Port Authority OKs Bond Financing for Hotel Project
VIENNA TOWNSHIP, Ohio – The Western Reserve Port Authority voted to move forward Wednesday with assisting NYO Property Group’s redevelopment of the Stambaugh Building in downtown Youngstown as a hotel.
The port authority’s board of directors voted to enter into a capital lease structure with the developer and to issue property-assessed clean energy – or PACE – bonds to finance energy efficiency improvements to the building.
NYO formally announced in November 2014 that it would convert the downtown building into a hotel bearing the Doubletree by Hilton brand. Earlier that year, the developer was awarded a $5 million Ohio Historic Preservation Tax Credit to support the project. When it was first announced, NYO said it hoped the hotel would open by the end of this year.
“It’s a very complicated capital stack,” Anthony Trevena, executive director of the Northeast Ohio Development and Finance Authority, WRPA’s economic development division, said. “You’ve got your senior lender. You’ve got these tax credits for the site.”
According to a project summary posted by the developers online, “The total pre-development cost is estimated at $34 million.”
The WRPA board authorized issuing up to $4 million in the PACE bonds, which it is funding in conjunction with the Development Finance Authority of Summit County.
Trevena characterized approval of the capital lease authorization as a “formality action item.”
The port authority had approved entering into a capital lease arrangement with NYO at a previous meeting, he said. Since the port authority is using the Summit DFA’s bond counsel for the PACE bonds, Roetzel & Andress, rather than the firm it usually works with, Trevena decided to use the same firm on the capital lease component.
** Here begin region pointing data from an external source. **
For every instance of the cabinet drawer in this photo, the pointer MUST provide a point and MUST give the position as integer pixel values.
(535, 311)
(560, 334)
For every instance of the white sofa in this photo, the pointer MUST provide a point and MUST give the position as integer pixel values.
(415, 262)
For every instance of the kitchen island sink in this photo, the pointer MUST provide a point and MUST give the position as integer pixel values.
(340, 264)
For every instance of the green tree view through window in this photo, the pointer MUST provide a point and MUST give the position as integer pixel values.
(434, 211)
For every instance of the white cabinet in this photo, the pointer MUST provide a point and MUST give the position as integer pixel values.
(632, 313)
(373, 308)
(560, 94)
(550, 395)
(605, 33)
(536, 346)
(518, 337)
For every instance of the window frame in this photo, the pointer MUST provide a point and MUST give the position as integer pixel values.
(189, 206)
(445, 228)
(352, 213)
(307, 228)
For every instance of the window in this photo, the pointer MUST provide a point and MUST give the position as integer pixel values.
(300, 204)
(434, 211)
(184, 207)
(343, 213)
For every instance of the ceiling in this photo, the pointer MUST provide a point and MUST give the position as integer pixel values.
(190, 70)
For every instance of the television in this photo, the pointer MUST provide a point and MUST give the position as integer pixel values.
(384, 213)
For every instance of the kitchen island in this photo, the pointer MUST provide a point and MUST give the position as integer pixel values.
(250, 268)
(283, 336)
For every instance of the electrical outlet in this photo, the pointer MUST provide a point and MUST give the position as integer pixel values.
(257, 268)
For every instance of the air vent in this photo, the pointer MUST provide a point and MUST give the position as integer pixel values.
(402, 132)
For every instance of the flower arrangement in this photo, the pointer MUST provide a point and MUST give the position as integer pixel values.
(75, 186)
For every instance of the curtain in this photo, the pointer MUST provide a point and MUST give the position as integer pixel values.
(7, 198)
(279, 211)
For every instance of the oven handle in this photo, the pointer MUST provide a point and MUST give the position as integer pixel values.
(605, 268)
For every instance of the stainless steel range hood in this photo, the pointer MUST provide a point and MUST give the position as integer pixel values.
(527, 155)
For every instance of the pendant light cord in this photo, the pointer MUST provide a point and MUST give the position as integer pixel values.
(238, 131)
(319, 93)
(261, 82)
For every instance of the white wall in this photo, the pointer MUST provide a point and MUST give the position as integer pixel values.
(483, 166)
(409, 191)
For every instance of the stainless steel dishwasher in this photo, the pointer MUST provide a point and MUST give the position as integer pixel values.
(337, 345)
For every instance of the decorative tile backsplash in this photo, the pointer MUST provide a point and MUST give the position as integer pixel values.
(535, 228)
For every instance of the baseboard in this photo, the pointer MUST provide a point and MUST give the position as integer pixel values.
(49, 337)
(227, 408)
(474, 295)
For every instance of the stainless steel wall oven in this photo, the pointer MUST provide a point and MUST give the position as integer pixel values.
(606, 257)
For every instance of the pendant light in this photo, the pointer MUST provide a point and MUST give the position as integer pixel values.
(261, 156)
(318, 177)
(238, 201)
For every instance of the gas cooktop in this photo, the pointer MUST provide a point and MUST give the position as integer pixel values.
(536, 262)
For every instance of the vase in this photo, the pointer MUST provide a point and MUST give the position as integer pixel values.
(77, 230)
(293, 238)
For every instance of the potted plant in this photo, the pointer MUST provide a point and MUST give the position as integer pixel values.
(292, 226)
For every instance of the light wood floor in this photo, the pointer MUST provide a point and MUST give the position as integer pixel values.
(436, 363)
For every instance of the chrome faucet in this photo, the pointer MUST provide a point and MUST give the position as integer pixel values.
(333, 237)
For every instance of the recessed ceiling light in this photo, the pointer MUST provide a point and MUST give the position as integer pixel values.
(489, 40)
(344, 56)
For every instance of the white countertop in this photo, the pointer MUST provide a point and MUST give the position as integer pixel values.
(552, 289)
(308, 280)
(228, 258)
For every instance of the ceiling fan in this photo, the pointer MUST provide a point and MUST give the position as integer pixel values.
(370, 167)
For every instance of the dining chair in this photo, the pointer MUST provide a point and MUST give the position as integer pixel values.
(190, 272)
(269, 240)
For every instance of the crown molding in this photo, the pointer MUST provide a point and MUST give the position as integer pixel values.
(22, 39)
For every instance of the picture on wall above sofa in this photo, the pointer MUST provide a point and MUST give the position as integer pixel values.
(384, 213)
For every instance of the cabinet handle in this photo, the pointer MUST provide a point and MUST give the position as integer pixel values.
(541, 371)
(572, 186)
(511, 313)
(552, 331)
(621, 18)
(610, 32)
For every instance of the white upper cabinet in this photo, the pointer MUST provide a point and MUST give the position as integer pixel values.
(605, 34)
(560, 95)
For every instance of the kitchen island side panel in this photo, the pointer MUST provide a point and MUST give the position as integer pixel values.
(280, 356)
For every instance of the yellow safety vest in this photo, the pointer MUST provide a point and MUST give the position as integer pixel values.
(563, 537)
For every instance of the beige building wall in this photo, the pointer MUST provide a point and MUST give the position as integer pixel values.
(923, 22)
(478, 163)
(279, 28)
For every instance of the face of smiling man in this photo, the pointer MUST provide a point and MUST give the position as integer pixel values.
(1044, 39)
As part of the capital lease deal, which would provide NYO tax savings on the project, the board approved authorizing the issuance of bonds totaling $32 million.
“It’s all connected to the ground lease. That’s the potential of how much that project could be,” Trevena said. “We basically become a project owner, if you will.”
From all indications, NYO has lined up the necessary financing for the project, said T. Sharon Woodberry, Youngstown’s director of community planning and economic development.
“We are continuing to keep conversations open with [Dominic] Marchionda,” NYO’s managing partner, she said. “We need to make sure that we have a good understanding of the financial stack and where the funding sources are coming from.
“We are looking forward to step in to address a gap in what’s needed to make the project move forward,” Woodberry continued. “Once we’ve gotten a good handle on what that number is, then the city can offer a specific number in terms of what we can provide in assistance.”
The PACE bonds require the city of Youngstown to create an energy district for the project. Mayor John McNally said Wednesday afternoon he does not anticipate “any huge hurdles” when the necessary legislation comes before City Council.
Additionally, the port authority approved issuing up to $2 million in bonds to for Pittsburgh Institute of Aeronautics’ expansion of its hangar at Youngstown-Warren Regional Airport. The two-story, 8,500-square-foot addition will add primarily offices and classrooms to the building where PIA’s local campus is based.
The board also approved an airport use and operating agreement and an air services agreement related to Aerodynamics Inc.’s upcoming launch of daily service.
The airport use and operating agreement replaces the two-year agreement that the port authority approved in in September 2014, which is due to expire in October, said Dan Dickten, director of aviation at the regional airport. That agreement covers what incentives ADI receives, what its space is and what gate it is using, he said.
The air services agreement concentrates on the revenue guarantee the airline receives, he continued. The airline will invoice monthly based on its profits or losses. “If they’re below 5% of profitability we have to make up the difference,” he explained. “If they’re over that, then we get a credit toward that.”
ADI is conducting “proving flights” this week, Dickten said. Ticketing would have started yesterday but the U.S. Department of Transportation didn’t want sales to begin until the proving flights were completed.
“We missed the load night. Load nights are Tuesday nights,” he said. ‘Now it’s going to have to be next Tuesday.” Ticketing would then begin on the global distribution system May 1 on sites such as Travelocity and Orbitz.
Pictured: NYO Property Group’s rendering of how the Stambaugh Building would look at night once it is converted into a hotel.